Selecting groups

An effective group selection process can can reduce problems within groups and improve the quality of the assignments.

Good group selection means students are more engaged in the group project and take more responsibility for their group members. This in turn reduces the issues that staff have to deal with, and often results in improved assignments as well. Ideally, groups should have four to five members, and students should be able to negotiate into and out of groups early in the process.

The big question with group selection is, should you let students self-select their own groups and rules within those groups?
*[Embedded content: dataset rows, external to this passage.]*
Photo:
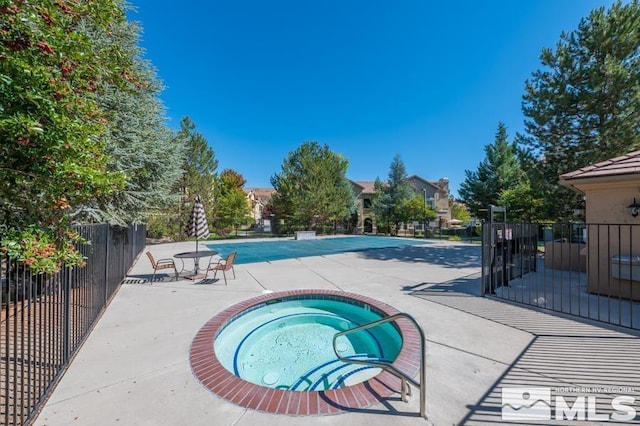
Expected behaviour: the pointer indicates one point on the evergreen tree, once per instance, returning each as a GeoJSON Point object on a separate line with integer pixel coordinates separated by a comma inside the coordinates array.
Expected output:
{"type": "Point", "coordinates": [312, 188]}
{"type": "Point", "coordinates": [499, 171]}
{"type": "Point", "coordinates": [137, 139]}
{"type": "Point", "coordinates": [199, 170]}
{"type": "Point", "coordinates": [232, 207]}
{"type": "Point", "coordinates": [392, 196]}
{"type": "Point", "coordinates": [584, 106]}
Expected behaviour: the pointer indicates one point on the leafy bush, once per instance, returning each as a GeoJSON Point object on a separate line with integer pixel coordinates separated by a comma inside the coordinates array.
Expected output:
{"type": "Point", "coordinates": [42, 251]}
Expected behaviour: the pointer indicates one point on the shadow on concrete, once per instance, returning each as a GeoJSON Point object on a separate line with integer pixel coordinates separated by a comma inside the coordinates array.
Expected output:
{"type": "Point", "coordinates": [389, 403]}
{"type": "Point", "coordinates": [573, 357]}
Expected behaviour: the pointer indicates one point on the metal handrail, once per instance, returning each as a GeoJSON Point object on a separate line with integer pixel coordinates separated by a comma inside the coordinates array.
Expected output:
{"type": "Point", "coordinates": [388, 367]}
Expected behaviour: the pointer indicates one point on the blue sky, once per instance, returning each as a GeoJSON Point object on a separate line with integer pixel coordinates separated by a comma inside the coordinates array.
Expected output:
{"type": "Point", "coordinates": [371, 79]}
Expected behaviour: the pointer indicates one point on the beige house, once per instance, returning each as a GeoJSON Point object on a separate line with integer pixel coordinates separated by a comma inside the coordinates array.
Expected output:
{"type": "Point", "coordinates": [435, 193]}
{"type": "Point", "coordinates": [258, 198]}
{"type": "Point", "coordinates": [612, 249]}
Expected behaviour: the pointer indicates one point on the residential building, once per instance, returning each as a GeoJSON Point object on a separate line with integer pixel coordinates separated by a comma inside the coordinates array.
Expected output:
{"type": "Point", "coordinates": [258, 198]}
{"type": "Point", "coordinates": [435, 193]}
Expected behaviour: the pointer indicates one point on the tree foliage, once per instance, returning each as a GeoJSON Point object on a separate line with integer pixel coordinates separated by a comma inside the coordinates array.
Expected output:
{"type": "Point", "coordinates": [52, 144]}
{"type": "Point", "coordinates": [459, 211]}
{"type": "Point", "coordinates": [232, 206]}
{"type": "Point", "coordinates": [499, 171]}
{"type": "Point", "coordinates": [584, 105]}
{"type": "Point", "coordinates": [391, 196]}
{"type": "Point", "coordinates": [137, 139]}
{"type": "Point", "coordinates": [312, 187]}
{"type": "Point", "coordinates": [199, 169]}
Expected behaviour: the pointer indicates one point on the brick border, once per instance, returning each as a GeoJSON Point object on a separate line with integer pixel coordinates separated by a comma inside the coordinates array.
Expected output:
{"type": "Point", "coordinates": [216, 378]}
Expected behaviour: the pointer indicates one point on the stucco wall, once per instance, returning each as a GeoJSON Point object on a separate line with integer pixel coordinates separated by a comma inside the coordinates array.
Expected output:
{"type": "Point", "coordinates": [607, 213]}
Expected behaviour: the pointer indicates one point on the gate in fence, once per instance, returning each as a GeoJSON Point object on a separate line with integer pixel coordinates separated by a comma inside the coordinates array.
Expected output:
{"type": "Point", "coordinates": [588, 270]}
{"type": "Point", "coordinates": [45, 318]}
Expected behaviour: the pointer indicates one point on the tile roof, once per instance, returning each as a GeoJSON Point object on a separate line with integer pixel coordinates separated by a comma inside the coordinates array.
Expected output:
{"type": "Point", "coordinates": [628, 164]}
{"type": "Point", "coordinates": [367, 186]}
{"type": "Point", "coordinates": [264, 194]}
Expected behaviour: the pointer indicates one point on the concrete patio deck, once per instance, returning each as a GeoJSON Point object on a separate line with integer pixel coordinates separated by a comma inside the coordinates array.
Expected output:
{"type": "Point", "coordinates": [134, 367]}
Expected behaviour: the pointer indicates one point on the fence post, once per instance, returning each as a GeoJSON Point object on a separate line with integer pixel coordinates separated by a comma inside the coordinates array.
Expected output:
{"type": "Point", "coordinates": [106, 263]}
{"type": "Point", "coordinates": [64, 275]}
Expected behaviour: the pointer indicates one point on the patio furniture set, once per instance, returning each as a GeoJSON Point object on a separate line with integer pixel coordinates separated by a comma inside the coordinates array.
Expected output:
{"type": "Point", "coordinates": [215, 265]}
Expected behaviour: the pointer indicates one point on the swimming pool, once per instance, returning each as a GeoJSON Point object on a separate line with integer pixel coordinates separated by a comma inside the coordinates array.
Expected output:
{"type": "Point", "coordinates": [288, 343]}
{"type": "Point", "coordinates": [268, 250]}
{"type": "Point", "coordinates": [318, 390]}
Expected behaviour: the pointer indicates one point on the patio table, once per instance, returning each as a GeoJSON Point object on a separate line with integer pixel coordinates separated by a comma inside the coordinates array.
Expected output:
{"type": "Point", "coordinates": [196, 256]}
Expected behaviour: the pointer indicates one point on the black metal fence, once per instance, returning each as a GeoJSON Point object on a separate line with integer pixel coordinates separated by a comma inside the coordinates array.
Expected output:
{"type": "Point", "coordinates": [46, 317]}
{"type": "Point", "coordinates": [587, 270]}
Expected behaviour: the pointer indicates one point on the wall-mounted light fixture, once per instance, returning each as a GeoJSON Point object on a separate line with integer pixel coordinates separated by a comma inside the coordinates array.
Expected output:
{"type": "Point", "coordinates": [579, 209]}
{"type": "Point", "coordinates": [635, 208]}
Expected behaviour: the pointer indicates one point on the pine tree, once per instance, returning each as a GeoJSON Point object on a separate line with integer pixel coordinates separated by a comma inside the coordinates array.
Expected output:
{"type": "Point", "coordinates": [499, 171]}
{"type": "Point", "coordinates": [392, 195]}
{"type": "Point", "coordinates": [584, 105]}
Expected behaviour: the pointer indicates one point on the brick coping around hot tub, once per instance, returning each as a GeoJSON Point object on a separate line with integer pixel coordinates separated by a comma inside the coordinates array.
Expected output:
{"type": "Point", "coordinates": [215, 377]}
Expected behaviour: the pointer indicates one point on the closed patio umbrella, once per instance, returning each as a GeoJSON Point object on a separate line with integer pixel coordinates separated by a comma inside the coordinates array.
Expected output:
{"type": "Point", "coordinates": [197, 225]}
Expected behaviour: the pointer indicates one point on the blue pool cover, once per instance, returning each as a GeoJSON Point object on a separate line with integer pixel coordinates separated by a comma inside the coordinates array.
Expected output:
{"type": "Point", "coordinates": [263, 251]}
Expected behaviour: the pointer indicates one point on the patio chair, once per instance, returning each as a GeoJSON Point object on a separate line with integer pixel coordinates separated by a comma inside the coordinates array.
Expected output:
{"type": "Point", "coordinates": [222, 265]}
{"type": "Point", "coordinates": [161, 264]}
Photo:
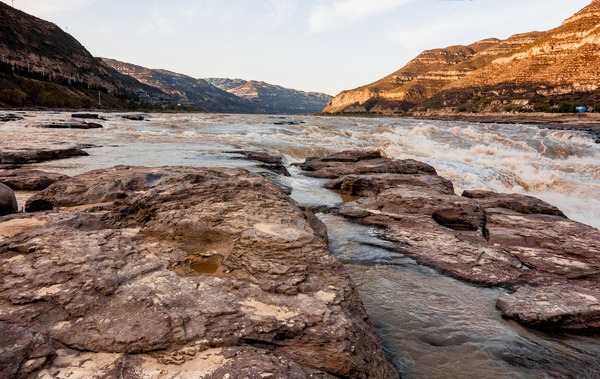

The answer, according to most students and many lecturers, is yes. Students by far prefer to self-select their groups, as they have the opportunity to choose people who they could work well with. It also means that students are much more likely to take responsibility for their own groups, as they made the choice to be in that group. The same goes for choosing rules.

There are some circumstances where self-selection may not be the best option:

  • when group selection is dependent on students' topic of interest
  • when a key learning objective of the project seeks to simulate a workplace situation where people may be placed with others they do not agree with or work well with, then groups can be assigned randomly. If this is the case, then the project will need to involve a lot of staff support, for example, frameworks and interim check-ins to reduce potential problems. Projects such as these tend to work much better if they include a real-life aspect, for example, an external organisation as a client company.

The issues with group selection tend to be common and widespread across courses. Below are the main issues, along with solutions that have worked.

Issue 1: groups tend to lack diversity

  • Set guidelines for group member composition, for example, three different cultures, both genders, multiple majors (when feasible), different working styles (for this, a quiz should be conducted first to discover individuals' working styles).
  • Design the question so that diverse groups gain an advantage. For example, ask for a comparison between practices in New Zealand and in an Asian country related to the course content before the groups self-select, and emphasise that groups with both NZ and Asian members will have an advantage over other groups.

Issue 2: students tend to go with their friends and do not meet new people

  • Set groups within tutorials. Often timetable clashes mean that groups of friends are in different tutorials.
  • Use the solutions from Issue 1 to promote diversity in groups. This will also help to break up groups of friends.
  • Include lots of icebreakers and activities requiring student interaction, so they are comfortable forming a group with students they have recently met.
  • Ask students to select their preferred topic for the assignment, and then ask them to form groups with others who have chosen the same topic.

Even where groups are selected appropriately, issues can still arise in group dynamics.

Issue 3: group members have very different expectations and working standards

  • Get students to share a few key things about their working style before they choose their group members. For example, what grade they are aiming for, how much time do they intend to put into the project, and do they work well last-minute? They could write answers to these questions on a piece of paper and then wander around to find their groups in class, or do the same online in a discussion forum.
  • Use the group rules template to get groups to agree on a set of rules before they start work on the project.
  • Provide clear guidelines for how much time groups are expected to spend on each stage of the project (for example, three hours per person each week).